Guest Blog from Cynthia Bassett, Collection Management & Electronic Services Librarian at University of Missouri School of Law.
I would like to confess – I made a mistake this fall while renewing access to a database that I think might have bigger ramifications in our profession than I am comfortable with. But let me rewind and give some context.
I am new to my role as the head of a Collection Management department. I have been an electronic services librarian for a number of years so I am familiar with providing access to a database and managing its life cycle. As an electronic services librarian, I did not participate in negotiations with vendors or decisions about which partners to work with to secure a purchase. The actual purchase of the databases had always been handled by my predecessor.

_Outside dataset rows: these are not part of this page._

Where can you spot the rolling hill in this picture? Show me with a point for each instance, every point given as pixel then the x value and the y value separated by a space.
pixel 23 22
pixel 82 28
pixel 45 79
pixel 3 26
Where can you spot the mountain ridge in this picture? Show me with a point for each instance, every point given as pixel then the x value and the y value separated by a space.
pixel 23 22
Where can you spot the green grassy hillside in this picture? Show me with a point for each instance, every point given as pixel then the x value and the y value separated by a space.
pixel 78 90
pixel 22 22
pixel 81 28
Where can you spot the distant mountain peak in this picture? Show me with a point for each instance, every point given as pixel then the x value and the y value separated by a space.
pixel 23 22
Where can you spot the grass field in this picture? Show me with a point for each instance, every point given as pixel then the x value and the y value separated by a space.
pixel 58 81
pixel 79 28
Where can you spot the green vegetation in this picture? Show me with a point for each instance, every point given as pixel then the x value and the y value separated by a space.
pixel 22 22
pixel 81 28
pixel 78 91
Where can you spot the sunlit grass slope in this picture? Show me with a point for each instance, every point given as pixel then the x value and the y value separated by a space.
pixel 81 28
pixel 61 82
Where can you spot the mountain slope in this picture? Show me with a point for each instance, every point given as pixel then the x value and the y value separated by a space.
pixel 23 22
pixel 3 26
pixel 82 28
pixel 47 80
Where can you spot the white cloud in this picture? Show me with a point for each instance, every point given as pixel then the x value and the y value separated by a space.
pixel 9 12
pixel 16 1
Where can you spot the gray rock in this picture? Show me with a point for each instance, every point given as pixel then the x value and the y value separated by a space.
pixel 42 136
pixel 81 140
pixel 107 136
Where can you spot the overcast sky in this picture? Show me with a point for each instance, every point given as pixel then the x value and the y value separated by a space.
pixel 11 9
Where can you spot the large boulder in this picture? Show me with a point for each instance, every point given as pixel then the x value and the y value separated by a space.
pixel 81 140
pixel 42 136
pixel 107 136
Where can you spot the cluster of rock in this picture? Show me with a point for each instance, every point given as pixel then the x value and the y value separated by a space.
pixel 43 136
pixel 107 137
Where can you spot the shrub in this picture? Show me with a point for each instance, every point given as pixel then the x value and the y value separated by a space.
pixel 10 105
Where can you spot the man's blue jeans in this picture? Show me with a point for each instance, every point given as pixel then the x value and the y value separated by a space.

Since my predecessor’s retirement, I have begun to learn the acquisitions process. I have some influence (subject to director approval) regarding where I purchase a resource. This spring, I was having some difficulty working with a consortial partner to purchase a needed database. It was the only purchase that my library made with that particular consortium; I thought it would be easier to move the purchase to a consortium that I work with regularly, if the price was similar and reasonable. While in the process of making this change, I spoke to a vendor rep personally and they offered me a better deal to work directly with the vendor, cutting the consortium out of the middle.
I took the deal.
Of course, we had every right to take the deal. In the short term view, it was smart to take the deal because it saved my library money at a time when our budget has been cut and cut again. But I question why we were offered the deal in the first place and I think I made a rookie error that possibly weakens the profession at large by diminishing the purchasing power of the consortium. Much like a monopoly is harmful to the buying public and union busting is harmful to labor, I think my failure to support the consortium may weaken it a bit, making it less powerful in its next negotiation with that vendor, and then with all the other vendors. And I may have ultimately weakened my own position by leaving the group negotiation. Possibly I got a slightly better deal this time, but next time may not be so favorable.
I am curious what other, more experienced, collection librarians think about their duty to buy consortially. Do they feel they have a duty or is the higher duty to saving their library money? Are vendors eager to separate us so that eventually we don’t stick with group, weakening our individual and collective bargaining power? Is my one small decision a ripple in a pond that may have larger ramifications than I realize? Time, and experience, will tell.